DC turnover rate prediction case analysis

1. Requirement Description

This analysis uses DC employee data for analysis.On the basis of observing the influencing factors of turnover rate, a model is established to predict which employees are more likely to leave.

2. Dataset description

There are 31 variables and 1100 observations in the DC employee dataset.Part of the focus is on variable descriptions as follows:

Employee characteristics can be categorized into the following categories

  • Basic identity information variables: gender, age, education, marital status, education level, major enrollment;
  • Employee company identity variables: length of service, company age (working hours in the company), position, rank, number of enterprises served, department, business travel, and number of years with current managers
  • Compensation and benefits variables: monthly pay, work input, whether to work overtime, performance score, preferred stock purchase level, pay increase ratio, number of training sessions in the previous year, time interval from last promotion
  • Variables related to quality of life: job environment satisfaction, job satisfaction, relationship satisfaction, work-life balance, work distance

3. Feature analysis

3.1 Statistical Analysis

  • Employee Base Information Description
    • The average age of the employees is about 37 years, the maximum age is 60 years and the minimum age is 18 years.
    • Of the total 1100 employees, 178 were terminated, with a turnover rate of 16.2%;
    • The average income of employees is 6483.6, with a median income of 4857.0, a minimum of 1009 and a maximum of 19999.
    • Among the employees, 653 were male and 447 were female; the male turnover rate was 61.2% and the female turnover rate was 38.8%.

3.2 Distribution Analysis

By observing and analyzing some variables, the following problems were found:

  • The turnover rate of 18-23 year-old employees is over 40%, which is in line with the current market judgment on post-95 age. The stability of employees after 25 years of age tends to be stable, and maintains between 20% and 40%.

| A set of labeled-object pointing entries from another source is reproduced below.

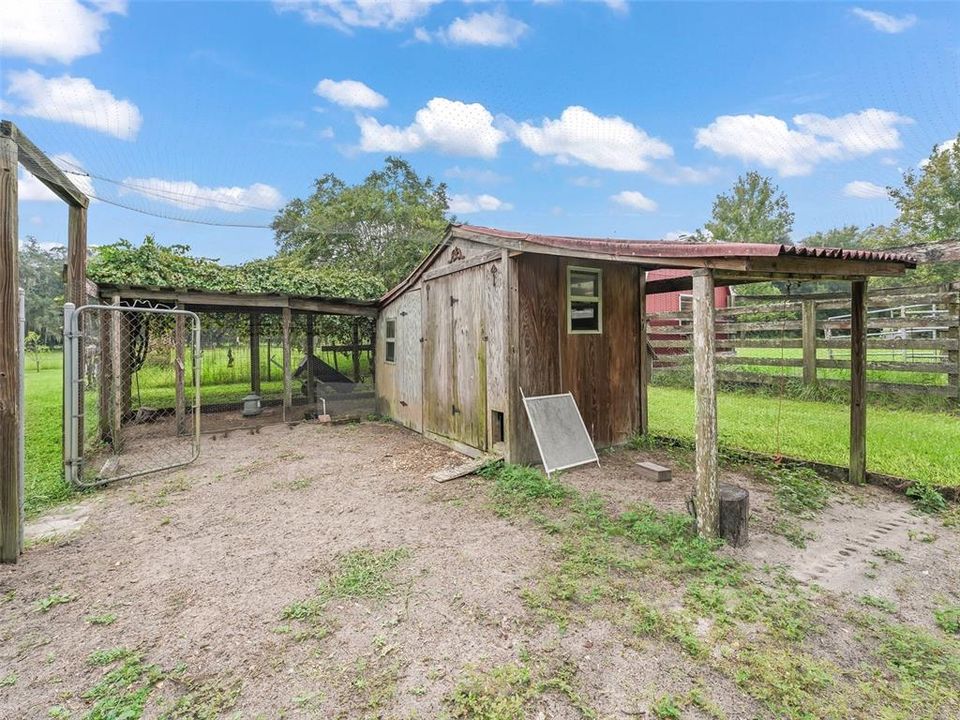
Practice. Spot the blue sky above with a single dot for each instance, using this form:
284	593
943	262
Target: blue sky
594	118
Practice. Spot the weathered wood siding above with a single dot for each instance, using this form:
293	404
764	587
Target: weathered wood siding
601	371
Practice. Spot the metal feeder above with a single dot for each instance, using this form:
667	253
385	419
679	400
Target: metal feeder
251	405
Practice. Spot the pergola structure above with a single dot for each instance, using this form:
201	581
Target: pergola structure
16	148
254	306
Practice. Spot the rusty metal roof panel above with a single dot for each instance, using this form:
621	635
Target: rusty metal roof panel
663	249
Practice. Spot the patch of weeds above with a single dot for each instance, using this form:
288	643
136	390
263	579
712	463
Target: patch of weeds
789	684
666	707
44	605
103	619
793	532
798	490
927	499
505	692
948	619
888	554
204	701
516	486
124	690
877	602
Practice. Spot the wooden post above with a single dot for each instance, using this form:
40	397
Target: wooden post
287	380
255	353
179	328
356	350
308	349
707	498
858	382
644	356
10	378
808	326
117	375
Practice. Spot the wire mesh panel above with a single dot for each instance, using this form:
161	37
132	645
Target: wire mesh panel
133	391
561	436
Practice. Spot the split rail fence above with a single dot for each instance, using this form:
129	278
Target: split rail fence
912	340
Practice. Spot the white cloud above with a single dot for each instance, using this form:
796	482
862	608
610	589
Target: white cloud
768	141
610	143
344	15
30	188
490	29
466	204
585	181
886	23
634	200
350	93
864	189
61	31
72	100
476	175
191	196
449	126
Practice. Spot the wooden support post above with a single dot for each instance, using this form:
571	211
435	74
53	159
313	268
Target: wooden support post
308	350
10	378
644	351
356	349
179	327
287	379
808	326
117	375
858	382
707	498
255	354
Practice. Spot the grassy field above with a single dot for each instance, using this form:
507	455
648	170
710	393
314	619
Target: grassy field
916	445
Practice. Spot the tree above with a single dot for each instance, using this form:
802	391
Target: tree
929	207
754	211
382	226
41	277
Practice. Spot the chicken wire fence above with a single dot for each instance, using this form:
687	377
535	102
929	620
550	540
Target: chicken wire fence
132	391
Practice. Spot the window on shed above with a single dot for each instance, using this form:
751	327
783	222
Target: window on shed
584	300
390	338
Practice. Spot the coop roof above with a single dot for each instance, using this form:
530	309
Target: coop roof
734	262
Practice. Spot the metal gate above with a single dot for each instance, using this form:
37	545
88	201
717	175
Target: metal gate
131	391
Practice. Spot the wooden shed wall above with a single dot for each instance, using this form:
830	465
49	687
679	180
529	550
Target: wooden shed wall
601	371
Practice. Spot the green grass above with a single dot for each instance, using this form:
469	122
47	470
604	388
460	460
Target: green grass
915	445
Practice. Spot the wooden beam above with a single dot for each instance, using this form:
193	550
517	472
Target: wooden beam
707	498
117	373
808	324
255	353
858	382
287	378
308	351
43	168
644	350
179	327
10	377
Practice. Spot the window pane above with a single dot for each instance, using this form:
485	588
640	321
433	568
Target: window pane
584	316
584	284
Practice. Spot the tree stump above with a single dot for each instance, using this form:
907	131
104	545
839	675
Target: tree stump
734	514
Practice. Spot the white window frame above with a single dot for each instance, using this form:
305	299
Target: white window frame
388	340
598	299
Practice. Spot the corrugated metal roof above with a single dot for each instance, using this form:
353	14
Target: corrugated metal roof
664	249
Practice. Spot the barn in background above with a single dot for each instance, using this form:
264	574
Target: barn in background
491	314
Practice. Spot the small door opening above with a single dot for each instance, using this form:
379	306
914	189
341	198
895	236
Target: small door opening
496	425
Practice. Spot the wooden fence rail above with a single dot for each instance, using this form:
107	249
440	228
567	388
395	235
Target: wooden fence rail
913	341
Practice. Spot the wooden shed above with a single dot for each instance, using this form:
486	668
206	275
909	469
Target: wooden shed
489	313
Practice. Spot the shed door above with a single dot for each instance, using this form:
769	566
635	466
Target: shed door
409	362
455	358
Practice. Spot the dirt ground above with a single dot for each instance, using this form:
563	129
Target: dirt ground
198	565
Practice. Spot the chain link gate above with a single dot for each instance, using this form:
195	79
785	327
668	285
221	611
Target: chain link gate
131	391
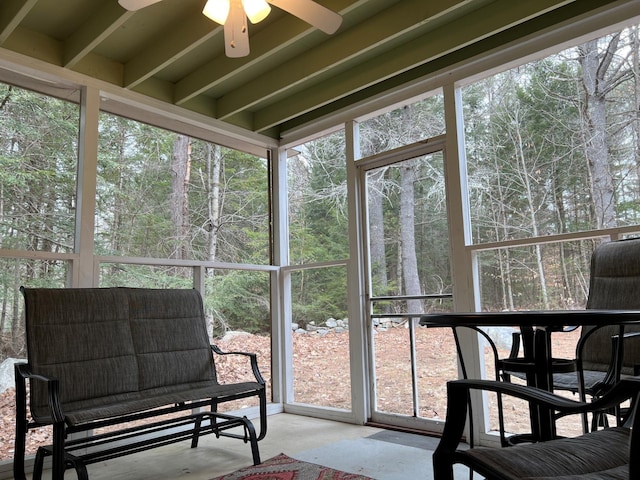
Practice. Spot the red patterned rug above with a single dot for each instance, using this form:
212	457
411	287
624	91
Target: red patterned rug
282	467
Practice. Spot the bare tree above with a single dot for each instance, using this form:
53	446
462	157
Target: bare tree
181	173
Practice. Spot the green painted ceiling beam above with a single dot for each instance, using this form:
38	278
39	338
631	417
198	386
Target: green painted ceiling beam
498	16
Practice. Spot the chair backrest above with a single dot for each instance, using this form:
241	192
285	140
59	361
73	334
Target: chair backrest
614	285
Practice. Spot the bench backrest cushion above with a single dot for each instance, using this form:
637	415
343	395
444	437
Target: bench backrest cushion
169	337
107	341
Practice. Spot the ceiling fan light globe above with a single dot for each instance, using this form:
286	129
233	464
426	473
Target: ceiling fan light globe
217	10
256	10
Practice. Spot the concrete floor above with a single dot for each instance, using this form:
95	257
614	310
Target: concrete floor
378	453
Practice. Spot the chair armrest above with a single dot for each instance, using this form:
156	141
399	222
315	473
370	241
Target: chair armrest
458	394
252	358
23	374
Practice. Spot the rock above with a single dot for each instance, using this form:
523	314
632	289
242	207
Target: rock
233	334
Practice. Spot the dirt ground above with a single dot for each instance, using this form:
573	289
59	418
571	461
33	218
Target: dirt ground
321	376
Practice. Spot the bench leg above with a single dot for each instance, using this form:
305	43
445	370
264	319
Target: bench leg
196	431
57	450
263	415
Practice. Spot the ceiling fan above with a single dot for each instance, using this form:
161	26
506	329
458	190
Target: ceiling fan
233	15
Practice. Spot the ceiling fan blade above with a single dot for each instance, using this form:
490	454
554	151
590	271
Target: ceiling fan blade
311	12
136	4
236	34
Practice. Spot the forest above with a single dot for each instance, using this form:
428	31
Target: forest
551	148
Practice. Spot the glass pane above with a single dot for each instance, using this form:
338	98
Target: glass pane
38	165
551	276
321	369
403	126
145	276
408	232
318	201
549	149
165	195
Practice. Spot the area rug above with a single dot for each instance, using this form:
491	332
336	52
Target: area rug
282	467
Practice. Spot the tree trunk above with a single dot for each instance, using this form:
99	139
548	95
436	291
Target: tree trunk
407	234
181	169
214	167
375	184
594	70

  • The R&D Department has the largest number of departures, mainly because the company has the largest number of R&D departments. Although the number of departures is large, the R&D Department has the lowest turnover rate. The HR Department has the highest turnover rate, which is also the Department with the lowest number of employees (the base is smaller).

    - There is a negative correlation between employee turnover rate and salary increase ratio. When the increase ratio is the largest, the employee turnover rate exceeds 40%, which is a little strange. If there is no error in the analysis, it means that the small salary base of this part of the employee results in a high turnover rate.

  • The turnover rate of employees with level 1 of work engagement is nearly 40%, reaching 38%!!!What would you like if you didn't pay for a single effort and a single harvest?

  • The turnover rate of overtime employees is three times that of no overtime!!!Why Flexible Work and No Overtime Work Become a Benefit

  • The longer and more stable the employee is in the company, the higher the turnover rate is 35.8% in the range of 0-2 years, a small increase in the range of 20-25 years (with the possibility of starting a business or having no hope of promotion), and the turnover rate will rise to 33% in the range of 31-32 years.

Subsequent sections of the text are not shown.